How to Search Text by Pattern in R

By Andrie de Vries, Joris Meys

Like any programming language, R makes it easy to compile lists of sorted and ordered data. To find substrings, you can use the grep() function, which takes two essential arguments:

  • pattern: The pattern you want to find.

  • x: The character vector you want to search.

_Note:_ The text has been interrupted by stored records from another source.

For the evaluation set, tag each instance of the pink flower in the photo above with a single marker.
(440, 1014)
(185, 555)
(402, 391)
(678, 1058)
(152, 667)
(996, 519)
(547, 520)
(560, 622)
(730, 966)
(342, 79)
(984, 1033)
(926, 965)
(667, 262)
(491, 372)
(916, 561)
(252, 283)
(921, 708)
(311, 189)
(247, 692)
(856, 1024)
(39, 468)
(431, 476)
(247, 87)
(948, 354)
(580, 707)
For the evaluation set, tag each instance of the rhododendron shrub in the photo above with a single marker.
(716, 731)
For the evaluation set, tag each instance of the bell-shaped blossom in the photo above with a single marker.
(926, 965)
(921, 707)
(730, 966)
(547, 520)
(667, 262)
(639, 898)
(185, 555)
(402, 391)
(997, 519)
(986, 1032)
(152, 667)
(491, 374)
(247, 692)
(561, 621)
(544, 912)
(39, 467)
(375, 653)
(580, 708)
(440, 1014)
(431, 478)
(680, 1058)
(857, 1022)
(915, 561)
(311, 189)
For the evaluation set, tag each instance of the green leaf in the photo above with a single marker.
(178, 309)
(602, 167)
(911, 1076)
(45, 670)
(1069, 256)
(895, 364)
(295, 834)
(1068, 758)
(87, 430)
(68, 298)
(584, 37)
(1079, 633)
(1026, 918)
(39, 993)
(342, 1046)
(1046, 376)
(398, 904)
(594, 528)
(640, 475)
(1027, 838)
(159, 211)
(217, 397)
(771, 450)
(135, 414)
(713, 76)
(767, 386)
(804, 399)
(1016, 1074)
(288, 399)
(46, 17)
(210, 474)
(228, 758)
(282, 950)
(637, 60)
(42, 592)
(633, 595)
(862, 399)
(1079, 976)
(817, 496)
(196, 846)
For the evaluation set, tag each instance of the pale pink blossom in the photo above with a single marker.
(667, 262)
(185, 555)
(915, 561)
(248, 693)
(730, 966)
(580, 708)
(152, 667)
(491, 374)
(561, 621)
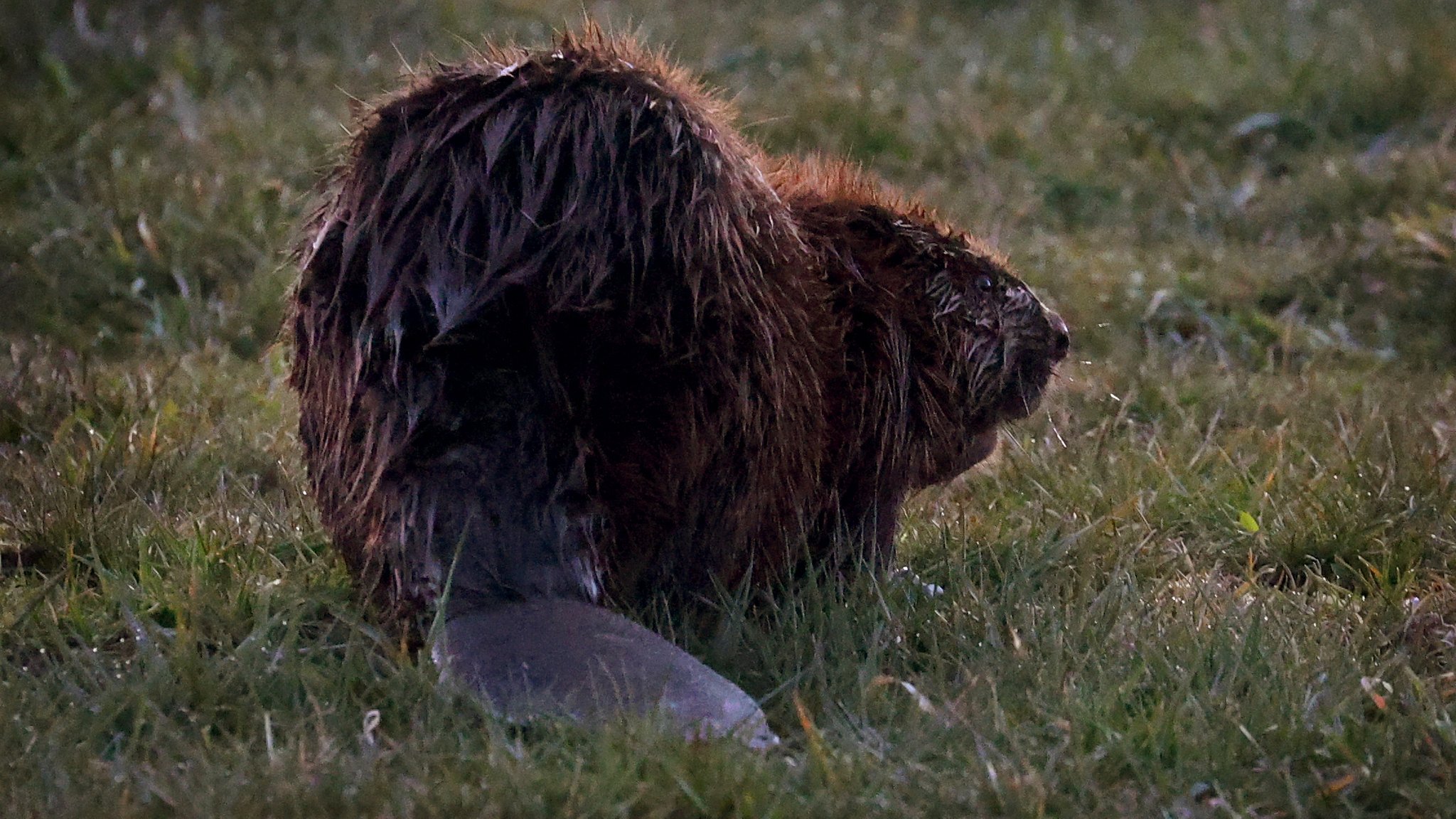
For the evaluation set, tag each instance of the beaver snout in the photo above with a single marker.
(1060, 337)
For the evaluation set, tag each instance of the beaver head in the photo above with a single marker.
(987, 333)
(943, 340)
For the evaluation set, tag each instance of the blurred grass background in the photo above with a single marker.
(1214, 577)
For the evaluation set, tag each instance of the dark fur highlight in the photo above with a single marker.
(561, 330)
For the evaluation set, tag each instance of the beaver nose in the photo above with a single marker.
(1060, 337)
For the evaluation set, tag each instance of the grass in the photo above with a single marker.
(1216, 576)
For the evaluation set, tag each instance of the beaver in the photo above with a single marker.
(564, 340)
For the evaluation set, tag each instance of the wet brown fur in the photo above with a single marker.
(561, 331)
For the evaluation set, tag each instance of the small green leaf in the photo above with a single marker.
(1248, 522)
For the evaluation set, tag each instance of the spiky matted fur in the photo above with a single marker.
(561, 328)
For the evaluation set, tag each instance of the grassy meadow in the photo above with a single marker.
(1215, 576)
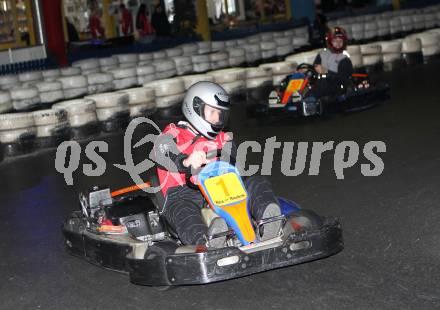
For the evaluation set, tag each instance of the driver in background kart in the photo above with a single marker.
(333, 64)
(182, 147)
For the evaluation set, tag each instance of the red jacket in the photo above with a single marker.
(184, 139)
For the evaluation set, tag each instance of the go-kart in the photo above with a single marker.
(123, 231)
(295, 95)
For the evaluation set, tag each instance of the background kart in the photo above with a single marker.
(123, 231)
(291, 97)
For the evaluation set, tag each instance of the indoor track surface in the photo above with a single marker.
(391, 222)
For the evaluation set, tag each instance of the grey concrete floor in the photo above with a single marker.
(391, 222)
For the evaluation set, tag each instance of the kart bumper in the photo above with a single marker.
(232, 262)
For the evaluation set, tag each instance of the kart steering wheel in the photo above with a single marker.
(209, 155)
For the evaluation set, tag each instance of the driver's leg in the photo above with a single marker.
(263, 204)
(183, 212)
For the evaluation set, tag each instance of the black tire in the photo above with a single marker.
(306, 220)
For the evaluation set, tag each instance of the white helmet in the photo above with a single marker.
(206, 107)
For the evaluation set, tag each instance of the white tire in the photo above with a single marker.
(370, 60)
(124, 58)
(145, 70)
(196, 59)
(258, 82)
(15, 121)
(9, 79)
(125, 83)
(166, 74)
(75, 92)
(123, 73)
(164, 65)
(181, 70)
(234, 87)
(371, 49)
(74, 81)
(167, 87)
(174, 52)
(78, 106)
(108, 113)
(48, 86)
(51, 96)
(86, 64)
(159, 55)
(99, 78)
(30, 76)
(411, 45)
(390, 47)
(237, 61)
(49, 117)
(201, 67)
(50, 74)
(49, 130)
(70, 71)
(228, 75)
(19, 93)
(182, 61)
(142, 79)
(139, 95)
(189, 80)
(108, 62)
(169, 101)
(142, 109)
(218, 46)
(79, 120)
(391, 57)
(11, 136)
(278, 68)
(109, 100)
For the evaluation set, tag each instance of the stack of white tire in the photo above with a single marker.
(371, 55)
(24, 98)
(99, 82)
(165, 69)
(127, 60)
(145, 73)
(391, 53)
(108, 63)
(232, 80)
(190, 80)
(124, 77)
(8, 81)
(51, 125)
(141, 101)
(15, 128)
(5, 102)
(412, 50)
(284, 46)
(50, 92)
(354, 52)
(111, 109)
(430, 43)
(201, 63)
(183, 64)
(219, 60)
(87, 66)
(280, 70)
(51, 74)
(74, 86)
(237, 57)
(81, 113)
(169, 92)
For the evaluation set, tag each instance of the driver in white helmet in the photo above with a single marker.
(182, 147)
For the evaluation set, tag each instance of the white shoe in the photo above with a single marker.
(272, 229)
(218, 225)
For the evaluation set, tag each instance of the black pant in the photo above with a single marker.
(183, 205)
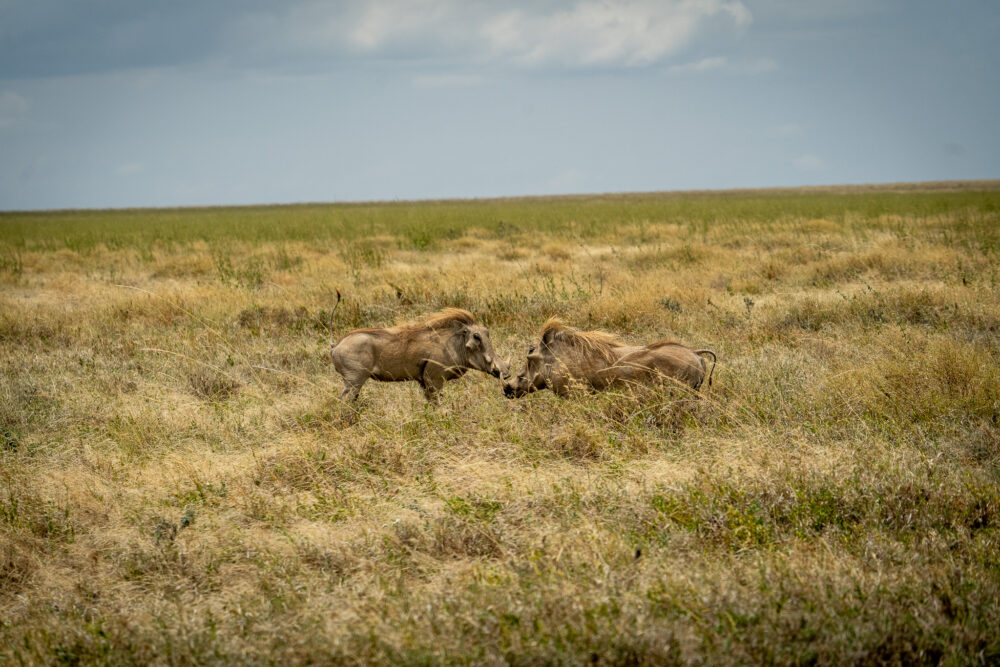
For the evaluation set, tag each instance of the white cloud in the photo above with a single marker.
(703, 65)
(579, 33)
(129, 168)
(608, 32)
(787, 130)
(447, 80)
(13, 108)
(809, 162)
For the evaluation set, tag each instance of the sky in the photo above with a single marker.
(118, 103)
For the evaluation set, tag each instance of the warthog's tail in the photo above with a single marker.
(712, 370)
(334, 310)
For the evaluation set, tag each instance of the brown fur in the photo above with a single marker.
(565, 357)
(600, 343)
(432, 351)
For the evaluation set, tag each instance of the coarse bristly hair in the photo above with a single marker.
(443, 319)
(597, 342)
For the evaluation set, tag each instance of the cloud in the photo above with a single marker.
(809, 162)
(786, 130)
(608, 33)
(703, 65)
(66, 38)
(447, 80)
(13, 108)
(130, 168)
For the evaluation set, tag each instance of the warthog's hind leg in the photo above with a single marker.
(431, 383)
(352, 387)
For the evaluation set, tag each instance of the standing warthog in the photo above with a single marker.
(442, 347)
(566, 357)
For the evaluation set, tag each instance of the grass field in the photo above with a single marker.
(178, 482)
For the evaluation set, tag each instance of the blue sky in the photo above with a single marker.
(112, 103)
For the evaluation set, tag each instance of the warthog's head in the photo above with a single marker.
(479, 352)
(533, 377)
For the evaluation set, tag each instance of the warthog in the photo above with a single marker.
(441, 348)
(566, 357)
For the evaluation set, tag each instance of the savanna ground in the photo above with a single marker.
(178, 482)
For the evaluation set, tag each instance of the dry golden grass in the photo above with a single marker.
(179, 484)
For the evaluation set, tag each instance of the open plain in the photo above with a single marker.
(178, 482)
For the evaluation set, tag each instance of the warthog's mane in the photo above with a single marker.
(443, 319)
(588, 342)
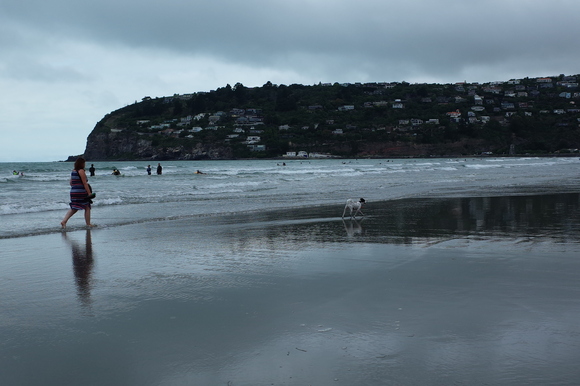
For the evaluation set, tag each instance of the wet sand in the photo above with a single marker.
(477, 291)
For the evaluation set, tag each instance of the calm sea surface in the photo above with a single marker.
(36, 202)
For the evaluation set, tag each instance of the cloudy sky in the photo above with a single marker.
(64, 64)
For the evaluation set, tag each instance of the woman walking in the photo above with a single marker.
(80, 193)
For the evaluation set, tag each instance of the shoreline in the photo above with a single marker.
(413, 293)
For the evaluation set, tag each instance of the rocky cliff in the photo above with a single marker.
(103, 146)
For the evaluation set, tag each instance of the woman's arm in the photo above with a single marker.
(83, 177)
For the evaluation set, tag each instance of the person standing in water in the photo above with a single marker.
(80, 192)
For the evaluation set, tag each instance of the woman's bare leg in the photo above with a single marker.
(88, 217)
(67, 216)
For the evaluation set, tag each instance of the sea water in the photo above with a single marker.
(35, 201)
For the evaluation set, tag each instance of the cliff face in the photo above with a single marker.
(103, 146)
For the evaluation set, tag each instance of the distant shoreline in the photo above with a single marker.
(562, 155)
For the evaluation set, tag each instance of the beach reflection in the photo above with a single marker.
(352, 227)
(82, 259)
(552, 216)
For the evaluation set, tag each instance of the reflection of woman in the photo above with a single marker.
(79, 193)
(82, 266)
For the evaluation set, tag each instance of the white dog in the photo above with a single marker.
(355, 205)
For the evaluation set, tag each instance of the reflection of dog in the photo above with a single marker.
(354, 205)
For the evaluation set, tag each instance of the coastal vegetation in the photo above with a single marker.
(521, 116)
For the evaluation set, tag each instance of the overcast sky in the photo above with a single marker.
(64, 64)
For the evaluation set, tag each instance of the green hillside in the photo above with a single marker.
(525, 116)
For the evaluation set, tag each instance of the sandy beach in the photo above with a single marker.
(470, 291)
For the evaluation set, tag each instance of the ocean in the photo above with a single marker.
(35, 202)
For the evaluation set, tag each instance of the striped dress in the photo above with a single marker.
(78, 194)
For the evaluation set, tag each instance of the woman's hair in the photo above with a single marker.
(80, 163)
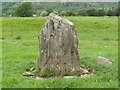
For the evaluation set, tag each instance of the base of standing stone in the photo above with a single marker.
(58, 46)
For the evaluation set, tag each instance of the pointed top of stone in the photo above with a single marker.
(53, 16)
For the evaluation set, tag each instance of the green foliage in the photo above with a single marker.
(18, 37)
(101, 12)
(49, 10)
(82, 12)
(24, 10)
(43, 13)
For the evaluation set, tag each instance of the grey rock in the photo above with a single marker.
(102, 60)
(58, 46)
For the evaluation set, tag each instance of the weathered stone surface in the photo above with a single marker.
(58, 46)
(102, 60)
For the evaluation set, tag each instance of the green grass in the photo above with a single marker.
(97, 37)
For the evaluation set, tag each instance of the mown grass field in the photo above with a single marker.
(98, 36)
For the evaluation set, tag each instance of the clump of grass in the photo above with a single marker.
(2, 38)
(47, 73)
(106, 38)
(18, 37)
(37, 73)
(73, 73)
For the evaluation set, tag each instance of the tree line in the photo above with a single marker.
(26, 9)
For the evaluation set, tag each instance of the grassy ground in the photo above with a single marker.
(98, 36)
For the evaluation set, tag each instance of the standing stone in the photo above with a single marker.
(58, 46)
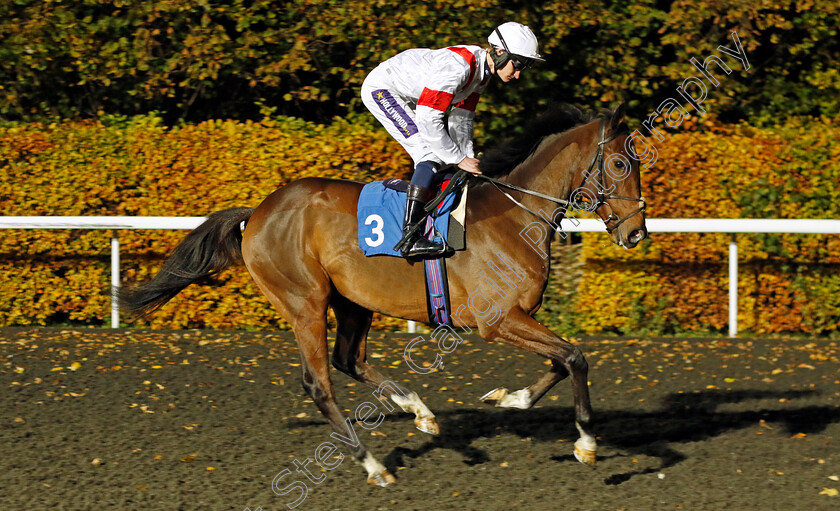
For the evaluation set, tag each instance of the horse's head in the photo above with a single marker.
(611, 186)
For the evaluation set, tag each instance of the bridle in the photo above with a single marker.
(600, 186)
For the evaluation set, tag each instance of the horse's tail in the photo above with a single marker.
(210, 248)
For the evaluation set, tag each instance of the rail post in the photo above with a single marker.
(115, 280)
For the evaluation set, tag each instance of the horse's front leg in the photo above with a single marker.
(520, 329)
(527, 397)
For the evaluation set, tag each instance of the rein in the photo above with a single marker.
(601, 198)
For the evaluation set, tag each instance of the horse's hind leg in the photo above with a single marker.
(350, 357)
(523, 331)
(310, 327)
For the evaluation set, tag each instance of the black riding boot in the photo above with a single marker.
(418, 245)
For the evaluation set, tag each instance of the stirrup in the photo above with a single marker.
(425, 249)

Suppose you want to find all the states that contain the pattern New. Do it like this:

> grep(“New”, state.name)
[1] 29 30 31 32

The result of grep() is a numeric vector with the positions of each of the components that contain the matching pattern. In other words, the 29th component of state.name contains the word New.

> state.name[29]
New Hampshire

Phew, that worked! But typing in the position of each matching text is going to be a lot of work. Fortunately, you can use the results of grep() directly to subset the original vector. You can do this by adding the argument value = TRUE. Try this:

> grep(“New”, state.name, value = TRUE)
[1] “New Hampshire” “New Jersey”
[3] “New Mexico”  “New York”

The grep() function is case sensitive — it only matches text in the same case (uppercase or lowercase) as your search pattern. If you search for the pattern “new” in lowercase, your search results are empty:

> grep(“new”, state.name, value = TRUE)
character(0)